Changes in technology have forced changes in how business is done. This is forcing changes in how our whole social order works. I believe social adaptation lags at the tail end, and manifests itself as friction.
Ignorance (today in the form of nay-saying environmentalists who are simply and expressly opposed to technological advances), combined with the growth of The State and socialism, are the biggest obstacles that I see in front of us.
But ignorance, combined with the fact that we really haven’t figured out how to govern ourselves very well, has been our biggest obstacle since roughly the beginning of recorded history.
Mark Bahner
May 5 2010 at 12:35pm
If this post confirmed my biases, I would let it slide. But it conflicts with my bias, which is that “Massive improvements in hardware alone can overcome limited improvements in hardware.” So I won’t give the “flat line since 2001” a free pass.
First of all, as is pointed out by a commenter, Robert Fortner’s graph was a pretty egregious cherry-pick of the reference that Fortner cited:
“The rest of the story”…showing Fortner’s cherry-pick
Fortner chose the “Switchboard” curve, which ENDED in 2002. So obviously that curve could have “flatlined” in 2001, and it wouldn’t mean anything. Notice how Fortner did not reproduce the “conversational speech” curve, which continues to 2004, and shows improvement through 2004.
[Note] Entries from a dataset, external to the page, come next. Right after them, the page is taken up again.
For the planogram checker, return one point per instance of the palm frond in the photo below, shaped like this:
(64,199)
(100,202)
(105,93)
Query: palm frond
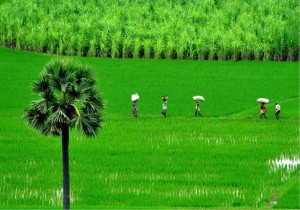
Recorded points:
(36,119)
(41,85)
(69,97)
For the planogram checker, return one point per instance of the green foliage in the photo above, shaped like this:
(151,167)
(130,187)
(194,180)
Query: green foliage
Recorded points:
(69,97)
(218,30)
(222,160)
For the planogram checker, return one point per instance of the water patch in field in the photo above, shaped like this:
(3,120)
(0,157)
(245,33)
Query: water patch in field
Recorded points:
(286,163)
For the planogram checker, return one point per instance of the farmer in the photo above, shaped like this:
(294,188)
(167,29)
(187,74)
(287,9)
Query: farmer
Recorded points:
(277,110)
(135,109)
(197,111)
(263,111)
(164,106)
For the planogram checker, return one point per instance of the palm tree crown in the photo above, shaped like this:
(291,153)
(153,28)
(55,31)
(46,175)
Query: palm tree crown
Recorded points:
(68,98)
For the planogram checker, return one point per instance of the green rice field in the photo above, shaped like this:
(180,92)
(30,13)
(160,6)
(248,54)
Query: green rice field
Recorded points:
(229,158)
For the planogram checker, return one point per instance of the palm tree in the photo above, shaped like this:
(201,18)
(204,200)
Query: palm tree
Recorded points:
(68,99)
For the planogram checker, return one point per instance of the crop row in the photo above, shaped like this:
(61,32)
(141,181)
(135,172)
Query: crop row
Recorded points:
(216,30)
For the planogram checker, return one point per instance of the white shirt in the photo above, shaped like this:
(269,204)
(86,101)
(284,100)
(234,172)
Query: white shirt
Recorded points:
(164,105)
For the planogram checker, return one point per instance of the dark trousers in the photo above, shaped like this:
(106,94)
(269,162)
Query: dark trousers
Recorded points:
(277,114)
(164,112)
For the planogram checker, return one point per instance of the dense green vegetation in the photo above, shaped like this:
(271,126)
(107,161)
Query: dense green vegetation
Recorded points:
(225,159)
(209,29)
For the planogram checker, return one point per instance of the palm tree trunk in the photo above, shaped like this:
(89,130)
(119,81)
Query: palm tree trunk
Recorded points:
(65,158)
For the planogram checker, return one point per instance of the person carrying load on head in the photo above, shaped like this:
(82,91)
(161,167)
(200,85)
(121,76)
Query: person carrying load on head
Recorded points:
(135,97)
(197,111)
(164,106)
(135,109)
(277,110)
(263,111)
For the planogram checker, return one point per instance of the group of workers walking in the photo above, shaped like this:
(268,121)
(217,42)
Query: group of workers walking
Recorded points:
(263,110)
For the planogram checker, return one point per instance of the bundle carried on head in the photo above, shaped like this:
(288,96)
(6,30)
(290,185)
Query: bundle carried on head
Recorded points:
(198,98)
(263,100)
(135,97)
(164,98)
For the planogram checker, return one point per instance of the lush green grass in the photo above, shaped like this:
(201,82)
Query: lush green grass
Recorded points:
(220,160)
(193,29)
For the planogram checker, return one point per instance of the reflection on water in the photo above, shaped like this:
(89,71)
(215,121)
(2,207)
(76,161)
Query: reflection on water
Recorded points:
(290,164)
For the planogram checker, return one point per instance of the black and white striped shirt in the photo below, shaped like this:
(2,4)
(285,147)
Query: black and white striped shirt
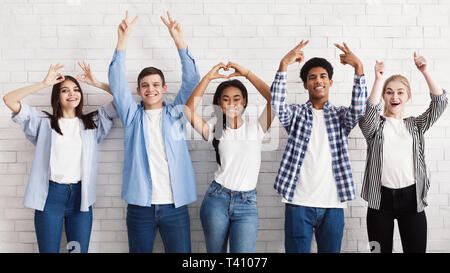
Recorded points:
(371,125)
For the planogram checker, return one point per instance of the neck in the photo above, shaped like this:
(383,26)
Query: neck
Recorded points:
(68,113)
(153,106)
(235,122)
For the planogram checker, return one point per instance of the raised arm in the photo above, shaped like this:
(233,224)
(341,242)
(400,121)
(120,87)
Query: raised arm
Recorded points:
(278,91)
(190,74)
(421,64)
(439,99)
(175,31)
(371,119)
(13,98)
(123,100)
(195,119)
(357,108)
(266,117)
(124,32)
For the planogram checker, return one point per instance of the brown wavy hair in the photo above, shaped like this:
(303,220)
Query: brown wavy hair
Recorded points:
(88,119)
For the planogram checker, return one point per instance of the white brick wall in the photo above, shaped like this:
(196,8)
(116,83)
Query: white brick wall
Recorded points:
(255,33)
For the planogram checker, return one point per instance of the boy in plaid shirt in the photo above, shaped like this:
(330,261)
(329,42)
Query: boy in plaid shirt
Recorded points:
(315,178)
Perhaps more important, the whole figure that Fortner references could be interpreted in many ways, since there are many curves that start and stop at various times.
As also pointed out mdb, there is the question about whether these results are “trained” versus “untrained” voice recognition.
I simply can’t believe that a computer with massively more RAM (the 2010 personal computers versus 2001 personal computers) and a faster, multiple core processor, can’t dramatically improve the performance of speech recognition software, even if that software had not changed a bit. And it makes sense that the speech recognition software would be revised to take advantage of the improvements in microprocessors and RAM.
Here’s an article in which Nuance claims out-of-the-box 99% accuracy for Version 9 of Naturally Speaking:
Nuance discusses latest version of Naturally Speaking
From that article:
“The accuracy rate, or what percentage of words the software spells correctly by itself, varies depending on sound quality and how a person talks, Revis said. But Nuance has improved it by 20 percent since NaturallySpeaking 8 was introduced in 2004, according to the company.
Version 8 could reach 99 percent, but only after the user read a prepared script, Revis said. Now users can get that level of accuracy right after installing the software and starting it up, though a script is still available if a user isn’t satisfied with the results on the first try. In any case, the software can continue learning on its own just through normal use, Revis added.”